In order to support a decision to withhold disclosure under the-"impairment" prong of the National Parks test, an agency must demonstrate that disclosure of the withheld information will result in a diminution of the "reliability" or "quality" of necessary future information. Critical Mass, 975 F.2d at 878. FDA argues that data submitted to the agency as part of its drug approval process "would not be submitted as freely" if the protocol is disclosed. (Hooton Decl. P 12). That argument is unsupported, even by an assertion of agency experience on the point. FDA's conclusory assertion of impairment does not sustain its burden of justifying nondisclosure.
2. Competitive Harm
In order to support withholding under the "competitive harm" prong, the party seeking to avoid disclosure must show (i) actual competition and (ii) likelihood of substantial competitive injury. National Parks, 498 F.2d at 770. No showing of competitive harm can be made if the information at issue is publicly available through other sources. CNA Fin. Corp. v. Donovan, 265 U.S. App. D.C. 248, 830 F.2d 1132, 1154 (D.C. Cir. 1987), cert. denied, 485 U.S. 977 (1988). An additional factor that may be considered is whether there is a strong public interest in release of the information. See Teich v. FDA, 751 F. Supp. 243, 253 (D.D.C. 1990)(benefit of releasing information about safety test results for a medical product "far outstrips the negligible competitive harm that defendants allege"); AT&T Info. Systems, Inc. v. GSA, 627 F. Supp. 1396, 1403 (D.D.C. 1986).

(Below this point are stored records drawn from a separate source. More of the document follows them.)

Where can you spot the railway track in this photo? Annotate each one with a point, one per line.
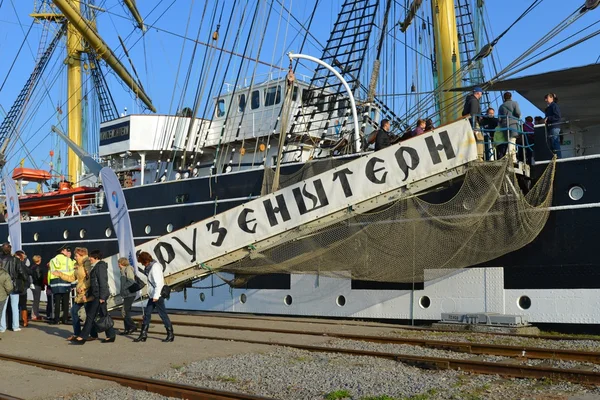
(474, 365)
(522, 352)
(164, 388)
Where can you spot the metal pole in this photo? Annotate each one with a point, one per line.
(357, 141)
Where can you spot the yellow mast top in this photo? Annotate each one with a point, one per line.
(79, 33)
(447, 58)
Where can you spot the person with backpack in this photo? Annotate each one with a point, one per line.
(157, 291)
(6, 288)
(99, 294)
(37, 272)
(19, 276)
(127, 282)
(82, 276)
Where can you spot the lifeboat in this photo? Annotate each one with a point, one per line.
(32, 175)
(56, 203)
(59, 202)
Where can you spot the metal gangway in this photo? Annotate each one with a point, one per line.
(368, 182)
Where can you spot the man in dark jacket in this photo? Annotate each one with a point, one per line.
(473, 109)
(18, 274)
(472, 106)
(489, 123)
(98, 293)
(383, 135)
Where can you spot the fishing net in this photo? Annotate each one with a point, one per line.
(410, 239)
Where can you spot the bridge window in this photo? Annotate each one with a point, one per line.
(255, 100)
(241, 103)
(272, 95)
(342, 105)
(320, 103)
(220, 108)
(305, 96)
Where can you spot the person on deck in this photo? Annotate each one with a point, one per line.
(61, 288)
(473, 109)
(156, 281)
(528, 139)
(509, 114)
(383, 135)
(489, 124)
(552, 122)
(429, 125)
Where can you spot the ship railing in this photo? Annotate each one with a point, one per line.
(510, 133)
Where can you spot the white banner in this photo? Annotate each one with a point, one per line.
(380, 172)
(118, 214)
(14, 213)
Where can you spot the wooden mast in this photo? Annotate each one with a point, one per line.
(74, 93)
(447, 58)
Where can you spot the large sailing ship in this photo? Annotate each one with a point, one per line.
(494, 237)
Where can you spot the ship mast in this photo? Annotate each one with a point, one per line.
(447, 58)
(74, 90)
(83, 37)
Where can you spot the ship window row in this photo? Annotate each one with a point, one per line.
(107, 232)
(271, 95)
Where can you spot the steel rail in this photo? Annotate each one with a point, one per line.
(471, 365)
(164, 388)
(389, 326)
(461, 347)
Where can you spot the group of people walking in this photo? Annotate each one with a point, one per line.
(89, 276)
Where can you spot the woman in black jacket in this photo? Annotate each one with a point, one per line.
(99, 293)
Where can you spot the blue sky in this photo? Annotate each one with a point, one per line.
(157, 55)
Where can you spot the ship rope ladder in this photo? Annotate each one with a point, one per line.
(345, 50)
(15, 113)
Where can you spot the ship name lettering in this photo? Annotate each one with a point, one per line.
(243, 221)
(190, 250)
(273, 211)
(342, 175)
(160, 256)
(413, 161)
(370, 171)
(214, 227)
(435, 149)
(318, 201)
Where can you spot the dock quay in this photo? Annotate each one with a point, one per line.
(221, 356)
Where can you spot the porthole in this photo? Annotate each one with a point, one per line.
(524, 302)
(424, 302)
(288, 300)
(576, 192)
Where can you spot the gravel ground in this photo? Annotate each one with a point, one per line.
(293, 374)
(116, 394)
(584, 344)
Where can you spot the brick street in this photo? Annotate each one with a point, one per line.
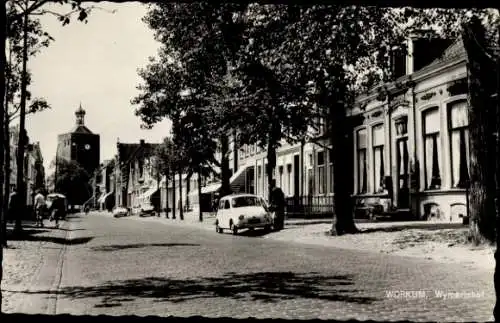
(97, 264)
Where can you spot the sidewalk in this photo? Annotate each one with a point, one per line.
(28, 260)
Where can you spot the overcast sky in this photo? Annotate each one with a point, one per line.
(95, 64)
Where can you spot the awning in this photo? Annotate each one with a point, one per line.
(211, 188)
(103, 197)
(238, 179)
(146, 195)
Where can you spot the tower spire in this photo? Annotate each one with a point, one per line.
(80, 116)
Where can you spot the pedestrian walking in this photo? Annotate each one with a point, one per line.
(14, 205)
(57, 209)
(40, 205)
(278, 205)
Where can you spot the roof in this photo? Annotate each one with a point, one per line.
(127, 152)
(455, 50)
(81, 129)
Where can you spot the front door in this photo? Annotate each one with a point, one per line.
(403, 173)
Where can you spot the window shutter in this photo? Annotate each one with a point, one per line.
(361, 138)
(378, 135)
(431, 121)
(459, 116)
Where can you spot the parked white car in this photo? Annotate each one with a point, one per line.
(242, 211)
(120, 211)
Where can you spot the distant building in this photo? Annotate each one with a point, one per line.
(134, 177)
(34, 171)
(80, 145)
(104, 179)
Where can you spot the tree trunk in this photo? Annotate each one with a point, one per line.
(225, 185)
(6, 167)
(188, 189)
(174, 202)
(339, 137)
(21, 187)
(181, 211)
(496, 276)
(200, 213)
(6, 147)
(2, 111)
(482, 118)
(166, 198)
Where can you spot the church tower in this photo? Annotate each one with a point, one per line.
(80, 144)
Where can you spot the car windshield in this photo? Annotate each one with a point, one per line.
(243, 201)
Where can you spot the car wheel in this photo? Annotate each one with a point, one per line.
(234, 229)
(217, 228)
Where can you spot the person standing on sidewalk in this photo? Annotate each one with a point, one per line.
(39, 208)
(14, 205)
(278, 205)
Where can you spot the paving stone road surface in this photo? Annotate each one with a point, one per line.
(97, 264)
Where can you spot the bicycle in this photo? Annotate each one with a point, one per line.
(39, 216)
(54, 216)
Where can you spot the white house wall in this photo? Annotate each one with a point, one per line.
(430, 91)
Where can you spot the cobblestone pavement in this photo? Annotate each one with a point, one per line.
(123, 266)
(27, 259)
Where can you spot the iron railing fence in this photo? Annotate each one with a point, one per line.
(309, 207)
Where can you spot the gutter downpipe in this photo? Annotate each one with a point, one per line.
(417, 170)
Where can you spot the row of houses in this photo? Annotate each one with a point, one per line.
(34, 171)
(410, 151)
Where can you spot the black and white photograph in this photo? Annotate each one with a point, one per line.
(298, 161)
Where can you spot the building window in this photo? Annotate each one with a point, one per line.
(310, 181)
(321, 172)
(330, 160)
(289, 179)
(259, 178)
(459, 143)
(378, 158)
(280, 170)
(432, 149)
(361, 161)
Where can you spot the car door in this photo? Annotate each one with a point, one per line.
(220, 213)
(227, 213)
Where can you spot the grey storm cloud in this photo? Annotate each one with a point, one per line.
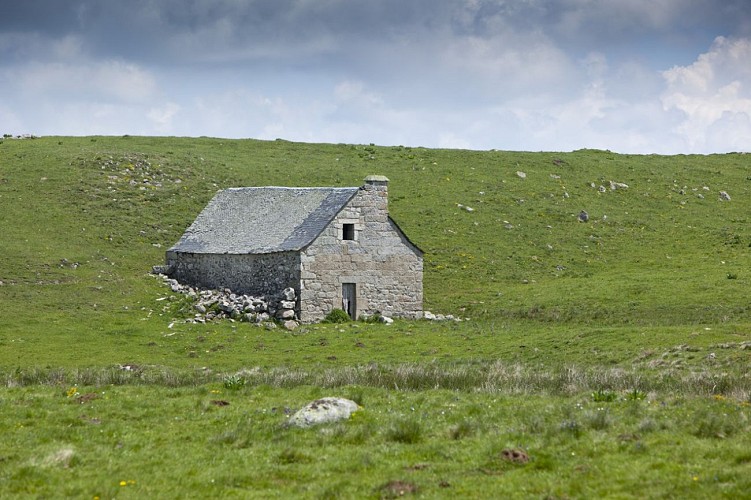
(186, 30)
(636, 75)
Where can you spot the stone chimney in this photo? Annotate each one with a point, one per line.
(377, 186)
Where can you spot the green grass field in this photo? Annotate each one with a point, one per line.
(606, 358)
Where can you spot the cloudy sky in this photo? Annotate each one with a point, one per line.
(632, 76)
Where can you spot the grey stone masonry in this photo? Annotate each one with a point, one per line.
(334, 247)
(382, 264)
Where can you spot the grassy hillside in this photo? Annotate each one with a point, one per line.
(84, 219)
(606, 358)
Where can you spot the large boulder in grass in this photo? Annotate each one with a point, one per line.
(322, 411)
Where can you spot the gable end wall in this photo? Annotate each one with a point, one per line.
(386, 268)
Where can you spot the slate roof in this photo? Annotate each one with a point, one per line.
(255, 220)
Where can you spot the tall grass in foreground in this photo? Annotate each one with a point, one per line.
(492, 378)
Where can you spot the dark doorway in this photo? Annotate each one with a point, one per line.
(349, 299)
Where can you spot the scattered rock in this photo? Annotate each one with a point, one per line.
(222, 304)
(439, 317)
(515, 455)
(385, 319)
(322, 411)
(394, 489)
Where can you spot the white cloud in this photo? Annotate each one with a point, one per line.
(162, 116)
(713, 94)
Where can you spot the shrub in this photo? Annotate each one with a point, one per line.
(337, 316)
(234, 382)
(405, 431)
(603, 396)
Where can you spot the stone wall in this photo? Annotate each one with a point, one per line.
(266, 274)
(384, 266)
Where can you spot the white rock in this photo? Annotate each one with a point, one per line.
(324, 410)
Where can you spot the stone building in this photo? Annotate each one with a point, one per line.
(336, 247)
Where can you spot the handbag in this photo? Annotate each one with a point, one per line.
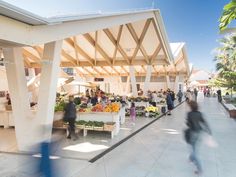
(187, 135)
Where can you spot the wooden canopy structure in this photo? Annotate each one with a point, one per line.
(99, 45)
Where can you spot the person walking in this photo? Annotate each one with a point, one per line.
(195, 92)
(180, 95)
(169, 102)
(196, 124)
(70, 117)
(132, 113)
(219, 95)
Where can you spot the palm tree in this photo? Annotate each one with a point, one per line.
(229, 14)
(226, 63)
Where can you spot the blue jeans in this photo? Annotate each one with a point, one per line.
(193, 156)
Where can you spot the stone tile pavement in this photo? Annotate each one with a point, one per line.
(157, 151)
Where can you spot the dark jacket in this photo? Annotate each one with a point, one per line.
(70, 110)
(94, 100)
(196, 122)
(169, 100)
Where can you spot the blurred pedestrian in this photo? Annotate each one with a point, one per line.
(180, 95)
(70, 116)
(132, 113)
(45, 163)
(196, 124)
(219, 95)
(169, 102)
(195, 92)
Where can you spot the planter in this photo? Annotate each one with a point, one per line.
(98, 128)
(109, 127)
(86, 127)
(8, 107)
(80, 126)
(232, 113)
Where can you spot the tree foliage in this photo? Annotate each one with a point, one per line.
(229, 14)
(226, 62)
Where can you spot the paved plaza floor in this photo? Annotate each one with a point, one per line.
(157, 151)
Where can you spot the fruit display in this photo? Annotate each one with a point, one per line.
(113, 107)
(97, 108)
(60, 106)
(151, 109)
(84, 109)
(139, 99)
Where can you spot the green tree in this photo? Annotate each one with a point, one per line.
(226, 63)
(229, 14)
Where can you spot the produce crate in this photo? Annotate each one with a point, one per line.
(109, 126)
(98, 128)
(86, 127)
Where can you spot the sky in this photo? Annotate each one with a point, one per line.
(194, 22)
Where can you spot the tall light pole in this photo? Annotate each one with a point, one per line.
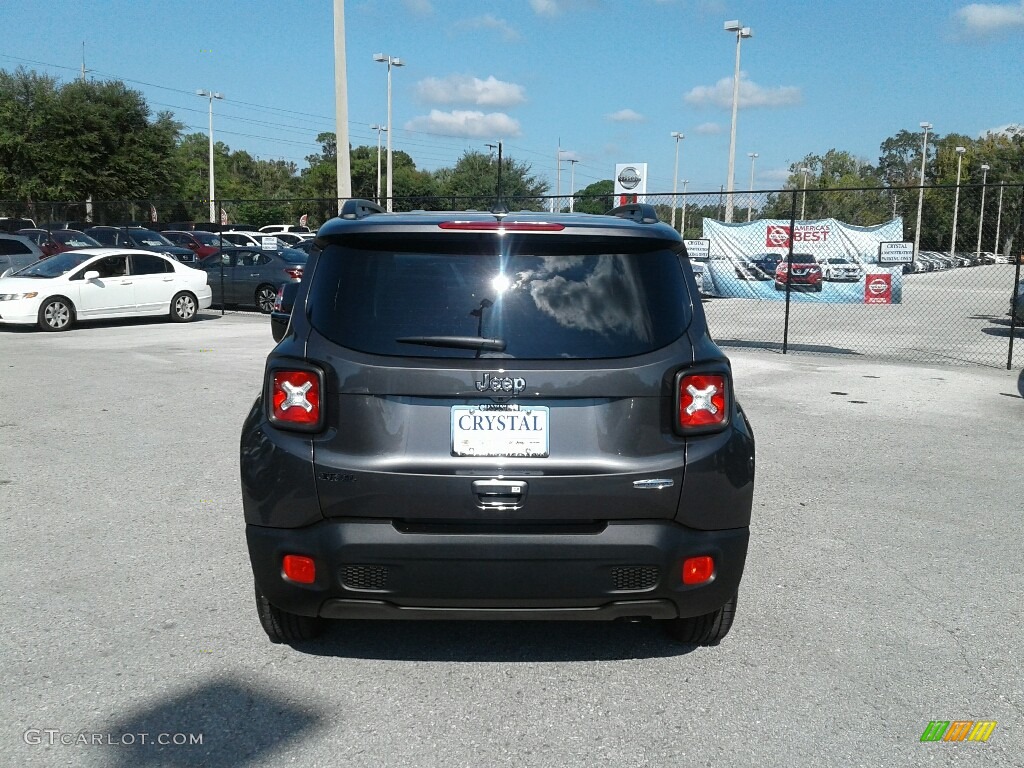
(750, 208)
(741, 32)
(498, 187)
(558, 177)
(981, 215)
(998, 217)
(682, 219)
(675, 175)
(571, 163)
(211, 95)
(803, 201)
(343, 159)
(391, 61)
(921, 192)
(380, 129)
(960, 162)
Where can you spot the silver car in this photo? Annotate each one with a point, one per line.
(251, 276)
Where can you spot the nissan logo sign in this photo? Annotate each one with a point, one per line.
(629, 178)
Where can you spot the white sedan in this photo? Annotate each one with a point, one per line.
(101, 284)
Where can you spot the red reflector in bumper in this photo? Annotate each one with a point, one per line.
(299, 568)
(698, 569)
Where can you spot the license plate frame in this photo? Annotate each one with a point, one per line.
(522, 431)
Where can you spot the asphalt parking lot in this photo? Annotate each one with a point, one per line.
(882, 589)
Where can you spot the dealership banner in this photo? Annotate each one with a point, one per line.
(743, 261)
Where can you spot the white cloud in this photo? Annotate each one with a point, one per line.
(462, 89)
(466, 124)
(488, 23)
(1010, 129)
(545, 7)
(990, 19)
(775, 174)
(420, 7)
(751, 94)
(555, 7)
(625, 116)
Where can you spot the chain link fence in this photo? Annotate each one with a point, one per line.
(793, 271)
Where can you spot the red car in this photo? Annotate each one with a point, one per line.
(58, 241)
(806, 272)
(203, 244)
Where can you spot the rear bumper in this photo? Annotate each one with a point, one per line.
(373, 569)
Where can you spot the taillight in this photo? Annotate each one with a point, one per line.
(698, 569)
(702, 400)
(299, 568)
(295, 399)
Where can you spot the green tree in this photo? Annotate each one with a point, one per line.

There are currently twenty manufacturers of oral diabetes therapies. Metformin is the leading branded therapy, holding 20% of the market share. (Rader Decl. P 3). Parke-Davis has recently obtained approval to market Troglitazone, a drug for non-insulin dependent diabetes mellitus, which will compete with BMS's Metformin. (Rader Decl. P 7). The existence of actual competition is well established and, in any case, undisputed.
The likelihood of "substantial competitive injury," however, cannot be measured, or even plainly identified, on this record. The BMS argument that disclosure of the protocol will allow competitors to raise "alarmist" safety concerns is too broad and too speculative to be credited. If critics of Metformin wanted to raise alarms, they could do so using information that is already publicly available.
The BMS assertions that disclosure of the protocol could lead to patient drop-out, bias in the results, and delays in the study's completions are likewise generalized and unsubstantiated, especially in the absence of any detailed presentation of which information in the protocol, if any, could threaten the success of the study.
BMS comes closer to stating a claim of competitive harm with its argument that disclosure of the protocol would provide "insight" into Metformin's pre-approval test results and BMS's future marketing strategies. Data resulting from pre-approval testing have been discussed by the FDA at open advisory committee meetings, however. BMS has not identified the data, if any, that are not already in the public domain. As to future marketing, the BMS theory that disclosure will let competitors know what will be in Metformin's package insert and the content of BMS' future physician education programs is simply unpersuasive. This record does not reveal how disclosure of the protocol, as opposed to the study results, would lead to such results, or explain why such results would be harmful to BMS.
The central argument put forth by BMS is that disclosure of the protocol would permit its competitors to "piggyback" -- to appropriate the study's design for their own uses. To support this argument, BMS has established that Metformin's protocol is the product of extensive research and manpower (Rohlf Decl. P 6), and that it was designed "according to FDA requirements and input to answer . . . the very specific safety questions of interest" (BMS Opp'n at 6). BMS also asserts the "uniqueness" of its protocol -- that it is designed to generate data about lesser-studied side-effects and involves a large patient base. But BMS does not answer the question posed by plaintiff's affidavits: What advantage would a competitor gain from the protocol for a study that is uniquely tailored to the characteristics of Metformin?
The record as it stands does not present a clear picture as to the competitive injury, if any, that would result from releasing the protocol. In the accompanying order, defendants are directed to submit a copy of the protocol for in camera review. To assist the in camera review, BMS may file, ex parte and under seal, a memorandum identifying precisely the portions of the protocol that contain confidential commercial information which is not already public. Further briefing may be requested following the court's receipt and review of those materials.
United States District Judge
Upon consideration of the parties' cross-motions for summary judgment, the opposition thereto, and the entire record, for reasons stated in the accompanying memorandum, it is this 24th day of February, 1997,
ORDERED that FDA submit a copy of the protocol in question for in camera review by March 6, 1997. And it is
FURTHER ORDERED that BMS may file an additional memorandum, ex parte and under seal, as described in the accompanying memorandum.